Perez’s worry is less about where Cadillac is now, and more about what happens when Aston’s big swing finally lands.
“I can see at times, as soon as the degradation starts to kick enough, we can be with the midfield, but they are just able to pick up the pace quite a lot,” Perez said after the Miami weekend. “Still a long season, but obviously we are in a massive hurry to find performance, because we know Aston is going to be improving, and we don’t want to be left behind.”
That line — *left behind* — is the bit worth underlining. For a new team, it’s easy to measure progress against your own baseline: build better parts, sharpen operations, reduce errors. The more uncomfortable yardstick is the one next to you in the garage lane. If Aston Martin really is skipping the incremental stuff to focus on a transformative AMR26 package, the risk for Cadillac is obvious: you can spend two months perfecting steady gains only to watch a rival jump half a second in one hit and reset the whole conversation.
Asked whether having Aston Martin as a clear target is a useful motivator, Perez didn’t hesitate. “Definitely it’s a great motivation,” he said. But he also pushed the point back onto Cadillac itself: “Not only them, it’s just about improving ourselves, weekend after weekend, in all areas.”
Miami was supposed to be one of those steps. Cadillac brought its first upgrade package for the MAC-26 there, with more expected for Montreal. Bottas’ assessment was cautiously positive — the kind of measured optimism you tend to get from a driver who’s seen enough development programmes to know the difference between a genuine direction change and a flattering track effect.
“I think there’s many hidden areas where we are improving,” Bottas said. “Maybe the pace sometimes it seemed a bit better this weekend, sometimes not.
“I think the upgrades worked. Still not every part is the same that we put in the car. So there’s a bit of lack of consistency in there. But overall, it’s getting better. Hopefully we’ll make another step in Montreal.”
The “not every part is the same” comment is revealing. It speaks to a team still building the muscle memory of modern F1 development: designing components, manufacturing them, getting enough of them produced on time, and then understanding them quickly enough at the circuit to avoid wasting a Friday. Bottas put it bluntly — Cadillac is “new at designing stuff, making it, bringing it to the track, optimising it”. In other words: the gains aren’t only on the car, they’re in the process, and that’s harder to see from the outside.
There’s also a practical competitive angle to the next stop.

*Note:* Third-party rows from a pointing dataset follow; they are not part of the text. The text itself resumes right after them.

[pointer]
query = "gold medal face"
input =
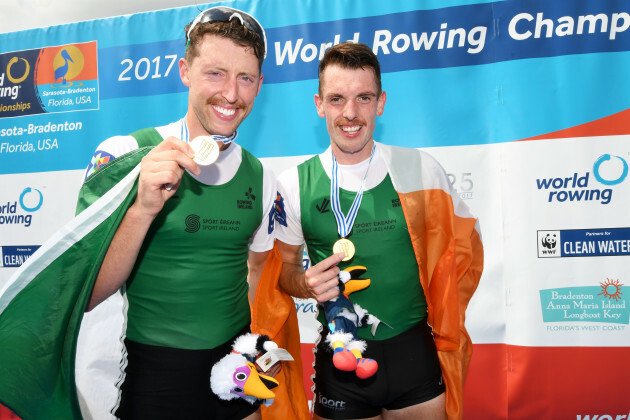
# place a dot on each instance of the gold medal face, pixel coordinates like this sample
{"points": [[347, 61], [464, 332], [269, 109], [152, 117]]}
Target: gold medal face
{"points": [[346, 246], [206, 150]]}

Bottas admitted Cadillac’s weakness remains high-speed corners, a trait that tends to expose a car’s aerodynamic platform and how well it holds itself together when the loads build. Montreal, by contrast, can be kinder if you’re strong in traction zones and slower changes of direction, and the shorter lap length reduces the number of places where a persistent weakness gets to hurt you.
That doesn’t guarantee anything — Montreal’s still a place where kerb usage, ride compliance and confidence on the brakes can make you look clever one session and silly the next — but it does at least offer Cadillac a chance to turn a “generally worked” upgrade into something more tangible in the results.
The subtext to all of this is that Cadillac’s first season is already moving from the honeymoon phase into the grind: the phase where everyone is working flat-out, yet the gaps don’t necessarily shrink unless your decisions are sharp. Perez’s “massive hurry” isn’t a cry of desperation; it’s an acknowledgement that, in this fight, timing matters as much as raw development rate. If Aston Martin really is winding up for a major reset later in the year, Cadillac’s job between now and then is simple to describe and brutally hard to execute: arrive in the same window with momentum, not damage limitation.